Friend and fellow columnist Harrison Moore recently wrote an article which posed the question whether or not James' main intentions in free agency were to act as a deterrent to the Lakers, and now it seems his question has been answered.
It's hard to recall the last time three of the game's top five players decided to pair their collective talents, and this historic occasion has taken the focus off the two-time defending champion Lakers and placed it squarely on the Miami Heat.
There is always pressure to succeed when you are in the limelight, and nowhere will that pressure be felt more than in Miami, where anything less than a Finals appearance in 2011 will be considered a failure.
Bryant and the Lakers find themselves in a curious position because even though there will be pressure on them to three-peat, it will be nothing like the trio in Miami will have to endure.
This could be beneficial to the Lakers in a variety of ways because although there are problems that need attention such as depth, their roster is in far better shape than Miami's right now.
For Bryant, this could be one of the last major challenges of his career, as he, James, and Wade are universally considered as the game's top players, and it could be perceived by Bryant as a direct shot at his legacy.
It's likely that Miami's move will strengthen Bryant's already steely resolve, and if he is able to return healthy from his injuries, we will probably witness one of the more determined versions of Bryant that we have seen in years.
The Lakers have remained mostly silent through this electric free agency period, and the formation of Miami's super team is not likely to raise any alarms out west.
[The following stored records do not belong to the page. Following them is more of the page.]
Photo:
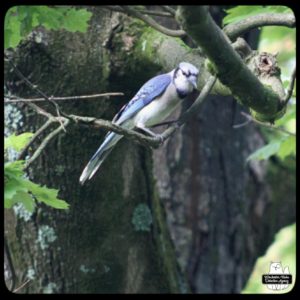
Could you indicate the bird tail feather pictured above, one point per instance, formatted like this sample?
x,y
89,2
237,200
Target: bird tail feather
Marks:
x,y
99,157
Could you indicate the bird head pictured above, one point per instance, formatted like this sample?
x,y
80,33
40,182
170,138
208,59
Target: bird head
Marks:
x,y
186,76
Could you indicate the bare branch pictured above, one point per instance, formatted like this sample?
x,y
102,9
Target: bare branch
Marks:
x,y
64,98
266,19
232,71
148,20
290,88
118,8
169,9
45,142
35,88
21,286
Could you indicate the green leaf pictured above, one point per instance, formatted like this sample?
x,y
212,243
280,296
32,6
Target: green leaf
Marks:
x,y
26,199
77,20
14,168
47,196
17,142
266,151
241,12
16,187
287,147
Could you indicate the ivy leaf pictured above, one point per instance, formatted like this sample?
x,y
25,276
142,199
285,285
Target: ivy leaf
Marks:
x,y
26,199
17,142
266,151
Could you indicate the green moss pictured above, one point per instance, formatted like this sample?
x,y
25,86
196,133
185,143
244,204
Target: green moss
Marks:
x,y
210,66
142,218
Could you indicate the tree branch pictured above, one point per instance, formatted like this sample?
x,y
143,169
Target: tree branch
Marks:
x,y
267,19
169,9
229,67
149,21
34,137
118,8
45,142
35,88
63,98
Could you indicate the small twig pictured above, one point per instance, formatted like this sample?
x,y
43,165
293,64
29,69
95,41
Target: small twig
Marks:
x,y
169,9
10,264
290,88
131,134
44,143
251,119
21,286
41,111
34,137
35,88
142,11
148,20
242,124
64,98
266,19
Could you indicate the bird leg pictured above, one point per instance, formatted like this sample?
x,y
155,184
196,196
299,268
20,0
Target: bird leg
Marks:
x,y
149,132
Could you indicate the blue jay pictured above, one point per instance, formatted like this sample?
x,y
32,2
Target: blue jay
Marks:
x,y
153,103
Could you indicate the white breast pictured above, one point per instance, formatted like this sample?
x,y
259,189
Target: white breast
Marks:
x,y
159,109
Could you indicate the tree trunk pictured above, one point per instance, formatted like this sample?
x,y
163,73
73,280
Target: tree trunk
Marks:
x,y
222,213
114,237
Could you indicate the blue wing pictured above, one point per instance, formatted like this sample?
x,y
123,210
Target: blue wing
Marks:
x,y
148,92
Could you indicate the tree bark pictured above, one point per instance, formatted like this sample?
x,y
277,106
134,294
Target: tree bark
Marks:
x,y
222,213
114,237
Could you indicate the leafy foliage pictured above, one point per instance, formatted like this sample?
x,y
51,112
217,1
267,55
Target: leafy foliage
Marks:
x,y
21,20
283,250
241,12
18,189
17,142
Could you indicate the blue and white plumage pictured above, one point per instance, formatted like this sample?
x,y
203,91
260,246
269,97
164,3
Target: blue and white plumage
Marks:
x,y
152,104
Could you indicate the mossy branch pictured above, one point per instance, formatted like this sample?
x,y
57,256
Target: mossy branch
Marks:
x,y
230,68
267,19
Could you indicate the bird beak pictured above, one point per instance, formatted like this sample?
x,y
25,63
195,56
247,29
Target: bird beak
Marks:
x,y
193,81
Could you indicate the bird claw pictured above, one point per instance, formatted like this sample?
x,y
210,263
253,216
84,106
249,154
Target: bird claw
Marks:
x,y
160,137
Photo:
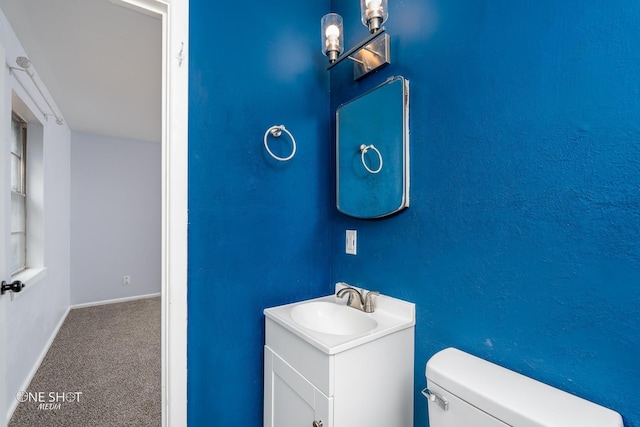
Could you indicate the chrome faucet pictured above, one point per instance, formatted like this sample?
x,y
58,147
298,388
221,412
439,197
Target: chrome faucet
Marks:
x,y
355,299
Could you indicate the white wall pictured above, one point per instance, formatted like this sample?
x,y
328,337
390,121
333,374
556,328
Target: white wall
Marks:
x,y
38,310
115,217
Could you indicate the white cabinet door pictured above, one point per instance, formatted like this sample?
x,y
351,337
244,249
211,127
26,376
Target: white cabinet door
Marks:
x,y
291,400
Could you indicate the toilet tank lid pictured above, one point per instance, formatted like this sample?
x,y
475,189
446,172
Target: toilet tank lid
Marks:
x,y
511,397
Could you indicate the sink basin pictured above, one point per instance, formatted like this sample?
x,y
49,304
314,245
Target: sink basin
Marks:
x,y
332,318
330,326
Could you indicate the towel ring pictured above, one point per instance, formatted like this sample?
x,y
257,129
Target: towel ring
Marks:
x,y
363,151
276,131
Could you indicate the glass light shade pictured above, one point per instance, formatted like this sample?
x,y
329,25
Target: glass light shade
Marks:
x,y
374,13
332,36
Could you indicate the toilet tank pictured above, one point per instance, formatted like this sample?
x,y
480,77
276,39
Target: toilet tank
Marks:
x,y
465,390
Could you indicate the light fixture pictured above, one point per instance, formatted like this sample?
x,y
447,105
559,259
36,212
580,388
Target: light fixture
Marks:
x,y
374,13
332,39
371,53
24,65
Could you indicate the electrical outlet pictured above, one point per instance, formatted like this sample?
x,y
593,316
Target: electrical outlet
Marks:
x,y
351,244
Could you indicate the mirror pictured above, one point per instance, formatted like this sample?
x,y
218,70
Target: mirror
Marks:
x,y
372,151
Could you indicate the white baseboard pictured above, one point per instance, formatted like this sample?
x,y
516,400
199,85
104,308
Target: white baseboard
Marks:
x,y
36,365
114,301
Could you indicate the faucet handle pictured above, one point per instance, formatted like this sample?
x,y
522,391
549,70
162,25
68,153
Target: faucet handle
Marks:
x,y
368,303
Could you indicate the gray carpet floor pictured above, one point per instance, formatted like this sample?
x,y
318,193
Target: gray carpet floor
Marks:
x,y
103,369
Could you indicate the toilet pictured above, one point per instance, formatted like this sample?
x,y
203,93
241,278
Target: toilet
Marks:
x,y
466,391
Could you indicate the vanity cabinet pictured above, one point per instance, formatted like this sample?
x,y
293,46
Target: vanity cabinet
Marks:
x,y
368,385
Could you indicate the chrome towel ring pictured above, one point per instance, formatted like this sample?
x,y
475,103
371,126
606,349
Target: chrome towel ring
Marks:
x,y
276,131
363,151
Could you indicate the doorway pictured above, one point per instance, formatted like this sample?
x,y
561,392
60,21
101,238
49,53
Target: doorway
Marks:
x,y
174,17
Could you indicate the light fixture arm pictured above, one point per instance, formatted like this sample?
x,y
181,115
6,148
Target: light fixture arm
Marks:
x,y
25,66
358,47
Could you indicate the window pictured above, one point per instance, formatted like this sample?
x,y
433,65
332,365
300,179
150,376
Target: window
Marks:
x,y
18,194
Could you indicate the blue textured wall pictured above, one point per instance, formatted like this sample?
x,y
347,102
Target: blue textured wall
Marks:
x,y
258,229
522,243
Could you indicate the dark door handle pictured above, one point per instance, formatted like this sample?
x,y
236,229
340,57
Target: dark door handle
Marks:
x,y
15,286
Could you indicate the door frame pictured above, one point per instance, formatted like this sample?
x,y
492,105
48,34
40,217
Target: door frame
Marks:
x,y
175,76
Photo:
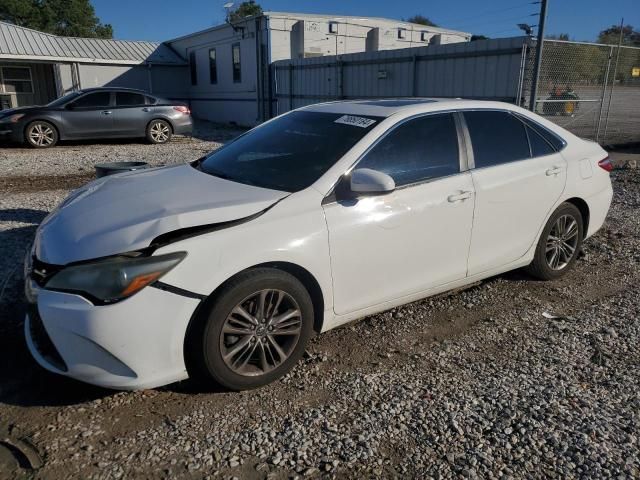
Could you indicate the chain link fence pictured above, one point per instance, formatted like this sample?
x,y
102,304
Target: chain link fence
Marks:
x,y
593,90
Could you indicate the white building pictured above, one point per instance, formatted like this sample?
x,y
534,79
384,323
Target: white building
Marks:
x,y
225,72
229,64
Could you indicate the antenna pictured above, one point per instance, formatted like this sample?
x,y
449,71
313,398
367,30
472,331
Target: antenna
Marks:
x,y
228,6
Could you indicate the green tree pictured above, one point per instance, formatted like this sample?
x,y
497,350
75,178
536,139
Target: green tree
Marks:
x,y
421,20
611,36
246,9
75,18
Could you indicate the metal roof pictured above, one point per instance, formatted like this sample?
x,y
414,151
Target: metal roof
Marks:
x,y
19,43
364,20
370,21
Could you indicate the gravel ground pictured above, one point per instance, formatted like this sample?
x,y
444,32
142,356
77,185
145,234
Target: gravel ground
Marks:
x,y
510,378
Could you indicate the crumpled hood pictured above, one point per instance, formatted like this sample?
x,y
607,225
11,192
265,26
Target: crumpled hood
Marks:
x,y
11,111
126,212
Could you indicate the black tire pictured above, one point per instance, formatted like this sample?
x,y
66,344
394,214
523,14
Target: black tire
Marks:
x,y
541,266
206,341
159,131
41,134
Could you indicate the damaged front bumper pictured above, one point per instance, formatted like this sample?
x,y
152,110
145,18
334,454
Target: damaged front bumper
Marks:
x,y
134,344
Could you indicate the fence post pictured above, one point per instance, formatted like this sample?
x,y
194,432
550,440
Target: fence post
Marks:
x,y
291,86
523,65
414,74
539,45
604,91
613,83
340,65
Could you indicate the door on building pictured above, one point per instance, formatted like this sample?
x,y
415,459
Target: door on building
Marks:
x,y
89,116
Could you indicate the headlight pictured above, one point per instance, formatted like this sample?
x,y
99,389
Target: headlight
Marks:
x,y
115,278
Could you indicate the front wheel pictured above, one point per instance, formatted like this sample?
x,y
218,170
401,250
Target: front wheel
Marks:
x,y
41,134
159,131
559,244
253,332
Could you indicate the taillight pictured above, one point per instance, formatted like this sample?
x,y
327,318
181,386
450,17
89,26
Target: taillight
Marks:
x,y
606,164
182,109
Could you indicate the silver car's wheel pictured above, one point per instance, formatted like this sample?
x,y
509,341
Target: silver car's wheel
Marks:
x,y
159,131
261,332
41,135
562,242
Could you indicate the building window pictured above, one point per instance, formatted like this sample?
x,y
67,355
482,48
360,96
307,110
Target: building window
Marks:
x,y
194,68
213,67
16,80
235,54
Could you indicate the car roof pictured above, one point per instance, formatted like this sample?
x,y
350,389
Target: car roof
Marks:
x,y
385,107
114,89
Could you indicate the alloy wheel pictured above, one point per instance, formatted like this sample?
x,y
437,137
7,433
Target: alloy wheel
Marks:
x,y
41,135
261,332
562,242
159,132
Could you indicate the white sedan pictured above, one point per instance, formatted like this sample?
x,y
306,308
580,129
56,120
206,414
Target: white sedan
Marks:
x,y
223,269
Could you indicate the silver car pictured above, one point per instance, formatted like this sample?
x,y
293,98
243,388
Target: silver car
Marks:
x,y
97,113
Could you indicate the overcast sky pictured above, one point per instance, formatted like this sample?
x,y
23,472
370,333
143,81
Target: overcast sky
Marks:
x,y
581,19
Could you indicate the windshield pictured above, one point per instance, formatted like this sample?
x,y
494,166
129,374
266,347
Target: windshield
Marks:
x,y
64,99
289,153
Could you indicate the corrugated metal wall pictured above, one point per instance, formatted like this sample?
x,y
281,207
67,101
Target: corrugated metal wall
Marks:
x,y
487,69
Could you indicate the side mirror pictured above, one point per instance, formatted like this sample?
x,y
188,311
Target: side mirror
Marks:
x,y
368,181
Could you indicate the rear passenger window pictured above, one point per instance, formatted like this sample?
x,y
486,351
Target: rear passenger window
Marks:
x,y
417,150
556,142
539,146
497,138
129,99
93,100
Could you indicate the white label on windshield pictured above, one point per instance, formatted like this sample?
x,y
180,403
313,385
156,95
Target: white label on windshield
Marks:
x,y
355,121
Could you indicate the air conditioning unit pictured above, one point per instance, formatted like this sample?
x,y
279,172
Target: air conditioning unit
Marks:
x,y
6,101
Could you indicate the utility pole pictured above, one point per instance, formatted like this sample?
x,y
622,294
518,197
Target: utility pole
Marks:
x,y
538,61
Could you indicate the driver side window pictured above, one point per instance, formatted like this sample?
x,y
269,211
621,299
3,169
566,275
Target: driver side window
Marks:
x,y
93,100
417,150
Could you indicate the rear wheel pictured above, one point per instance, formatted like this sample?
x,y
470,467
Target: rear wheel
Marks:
x,y
41,134
559,244
159,131
254,331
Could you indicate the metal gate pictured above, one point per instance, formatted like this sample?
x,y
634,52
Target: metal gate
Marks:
x,y
592,90
589,89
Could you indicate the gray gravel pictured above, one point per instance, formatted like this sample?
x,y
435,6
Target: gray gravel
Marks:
x,y
511,378
77,157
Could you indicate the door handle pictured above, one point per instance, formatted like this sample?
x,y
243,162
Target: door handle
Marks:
x,y
459,197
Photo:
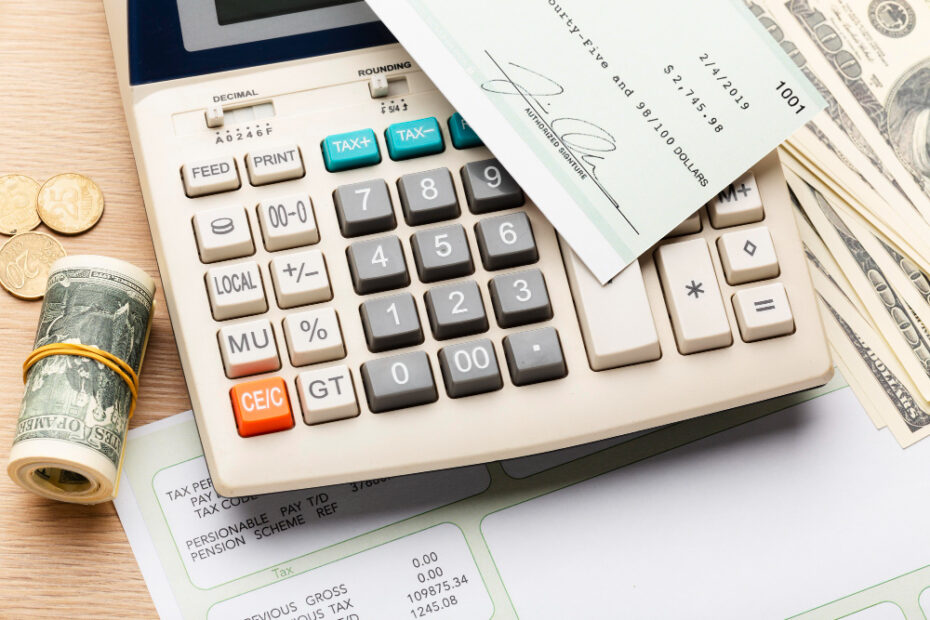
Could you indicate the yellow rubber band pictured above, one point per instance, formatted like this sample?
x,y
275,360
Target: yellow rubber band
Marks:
x,y
121,368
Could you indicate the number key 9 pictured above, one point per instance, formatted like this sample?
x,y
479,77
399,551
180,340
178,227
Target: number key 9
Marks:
x,y
488,187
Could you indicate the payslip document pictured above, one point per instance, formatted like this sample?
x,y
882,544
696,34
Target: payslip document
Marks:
x,y
619,119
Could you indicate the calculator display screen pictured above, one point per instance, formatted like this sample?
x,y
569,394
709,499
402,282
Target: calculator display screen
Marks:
x,y
234,11
170,39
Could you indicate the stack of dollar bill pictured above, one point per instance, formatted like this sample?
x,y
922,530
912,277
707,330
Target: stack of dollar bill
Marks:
x,y
860,178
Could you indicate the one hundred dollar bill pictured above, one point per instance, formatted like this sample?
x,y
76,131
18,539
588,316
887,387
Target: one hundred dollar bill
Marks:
x,y
873,279
874,60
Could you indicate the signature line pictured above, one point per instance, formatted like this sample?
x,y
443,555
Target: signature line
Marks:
x,y
578,160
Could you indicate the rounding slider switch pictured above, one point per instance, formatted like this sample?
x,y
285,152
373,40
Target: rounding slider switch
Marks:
x,y
379,87
214,116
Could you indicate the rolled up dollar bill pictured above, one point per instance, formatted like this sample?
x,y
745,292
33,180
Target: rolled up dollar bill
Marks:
x,y
72,425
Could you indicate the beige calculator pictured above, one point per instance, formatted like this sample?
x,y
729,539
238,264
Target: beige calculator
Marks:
x,y
359,289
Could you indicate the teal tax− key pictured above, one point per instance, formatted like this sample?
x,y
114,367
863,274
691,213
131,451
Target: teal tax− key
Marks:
x,y
414,138
463,136
353,149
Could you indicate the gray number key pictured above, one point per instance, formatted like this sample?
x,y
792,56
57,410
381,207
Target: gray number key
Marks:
x,y
506,241
488,187
428,196
455,310
534,356
391,322
364,208
441,253
520,298
377,265
399,381
470,368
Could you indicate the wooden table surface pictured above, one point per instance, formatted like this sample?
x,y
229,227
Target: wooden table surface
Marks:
x,y
60,111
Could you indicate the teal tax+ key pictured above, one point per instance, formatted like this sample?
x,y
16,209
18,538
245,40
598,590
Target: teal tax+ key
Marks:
x,y
414,138
353,149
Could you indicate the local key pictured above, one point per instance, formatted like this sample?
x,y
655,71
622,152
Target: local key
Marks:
x,y
236,290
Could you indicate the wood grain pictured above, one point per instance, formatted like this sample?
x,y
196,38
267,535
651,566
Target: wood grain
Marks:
x,y
60,111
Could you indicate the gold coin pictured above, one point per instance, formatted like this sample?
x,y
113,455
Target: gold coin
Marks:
x,y
70,203
18,204
25,261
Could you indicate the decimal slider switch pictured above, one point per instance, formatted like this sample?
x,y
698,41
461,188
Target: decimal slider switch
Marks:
x,y
616,320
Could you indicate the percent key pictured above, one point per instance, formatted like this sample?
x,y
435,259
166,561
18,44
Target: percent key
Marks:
x,y
313,336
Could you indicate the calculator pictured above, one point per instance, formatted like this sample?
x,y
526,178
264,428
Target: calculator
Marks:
x,y
359,289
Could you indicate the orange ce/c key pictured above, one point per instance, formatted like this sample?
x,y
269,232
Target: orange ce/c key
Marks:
x,y
261,406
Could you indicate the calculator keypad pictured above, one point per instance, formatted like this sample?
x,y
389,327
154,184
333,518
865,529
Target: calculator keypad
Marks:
x,y
428,197
364,208
441,253
391,322
364,211
377,265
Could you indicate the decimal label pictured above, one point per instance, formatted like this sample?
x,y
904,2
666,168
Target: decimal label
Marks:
x,y
221,539
430,574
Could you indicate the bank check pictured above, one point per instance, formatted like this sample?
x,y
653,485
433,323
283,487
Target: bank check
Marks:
x,y
619,119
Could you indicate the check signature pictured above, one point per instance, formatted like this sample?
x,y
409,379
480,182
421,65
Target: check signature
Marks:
x,y
584,139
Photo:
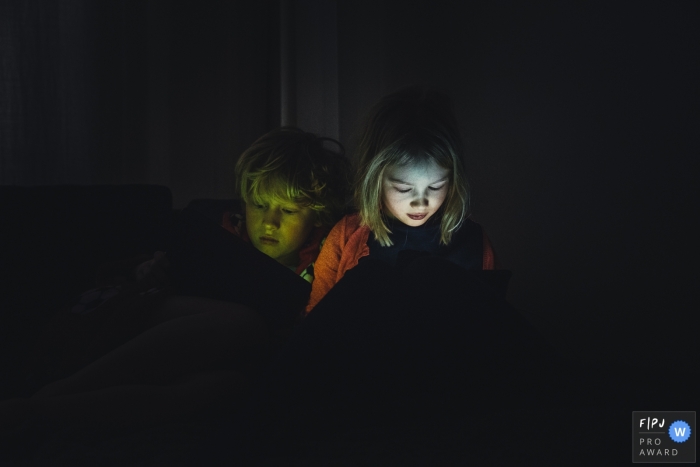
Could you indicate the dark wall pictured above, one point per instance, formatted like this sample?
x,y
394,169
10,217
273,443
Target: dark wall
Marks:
x,y
582,122
128,91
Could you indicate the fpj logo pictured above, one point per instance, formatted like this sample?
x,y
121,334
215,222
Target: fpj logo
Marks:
x,y
663,437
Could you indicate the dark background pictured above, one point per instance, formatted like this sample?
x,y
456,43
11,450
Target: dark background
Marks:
x,y
581,119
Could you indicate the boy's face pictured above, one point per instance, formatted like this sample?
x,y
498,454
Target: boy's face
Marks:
x,y
279,229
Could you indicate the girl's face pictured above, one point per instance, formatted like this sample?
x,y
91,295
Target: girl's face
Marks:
x,y
413,192
279,229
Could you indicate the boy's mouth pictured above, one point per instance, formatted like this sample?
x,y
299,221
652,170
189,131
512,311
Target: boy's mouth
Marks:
x,y
268,241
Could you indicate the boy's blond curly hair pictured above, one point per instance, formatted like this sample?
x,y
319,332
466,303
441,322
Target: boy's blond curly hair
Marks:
x,y
288,164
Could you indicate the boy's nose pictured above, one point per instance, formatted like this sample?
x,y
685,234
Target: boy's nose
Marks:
x,y
272,218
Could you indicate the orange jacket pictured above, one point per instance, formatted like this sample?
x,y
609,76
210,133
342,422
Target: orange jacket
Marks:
x,y
345,245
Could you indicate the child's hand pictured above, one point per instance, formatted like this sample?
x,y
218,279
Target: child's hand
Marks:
x,y
153,271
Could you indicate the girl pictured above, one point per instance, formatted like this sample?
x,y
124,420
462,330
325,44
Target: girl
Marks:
x,y
292,189
411,192
404,334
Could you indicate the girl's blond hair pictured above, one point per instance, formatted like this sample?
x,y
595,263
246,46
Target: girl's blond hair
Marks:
x,y
415,124
288,164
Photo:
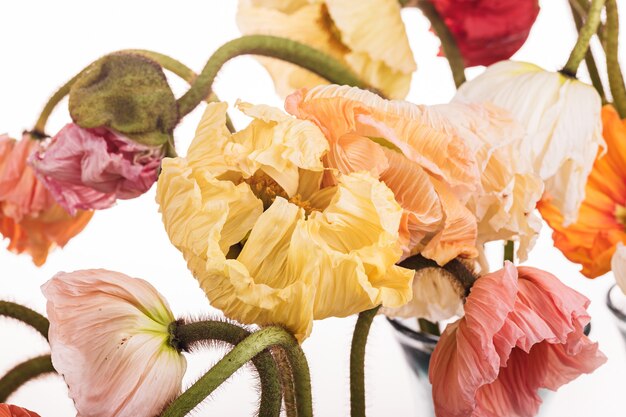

The only move Los Angeles has made so far was offering a four-year contract to Steve Blake which addresses depth at the point guard position, but another rumored target for the Lakers may sign with the Heat.
There is speculation that Mike Miller may join Wade, James, and Bosh, in Miami, and if this is true, then the already limited options for the cash-strapped Lakers grow even slimmer.
But hope remains, because the core of the Lakers' roster remains intact, and Bryant, Pau Gasol, Lamar Odom, Derek Fisher, Ron Artest, and Andrew Bynum are still a pretty good starting point to begin a three-peat journey. In fact, many coaches and general managers around the NBA still recognize Los Angeles as the team to beat in 2011. And it's not because they won the last two NBA championships, but rather the chemistry they established while doing it.
Phoenix Suns coach Alvin Gentry echoed that sentiment when he said the Heat will be a fun team to watch, but chemistry can be a tricky thing. And he had a bird's eye view of the Lakers' chemistry at it's finest.
Some observers will say Miami poses a credible threat to the Lakers' chances for a three-peat in June, but that in no way changes the goals of Bryant or the franchise.
These Lakers have already established the type of legacy the Miami Heat are trying to create, and regardless of what the perception may be, Los Angeles is a lot closer to a title in 2011 than Miami is.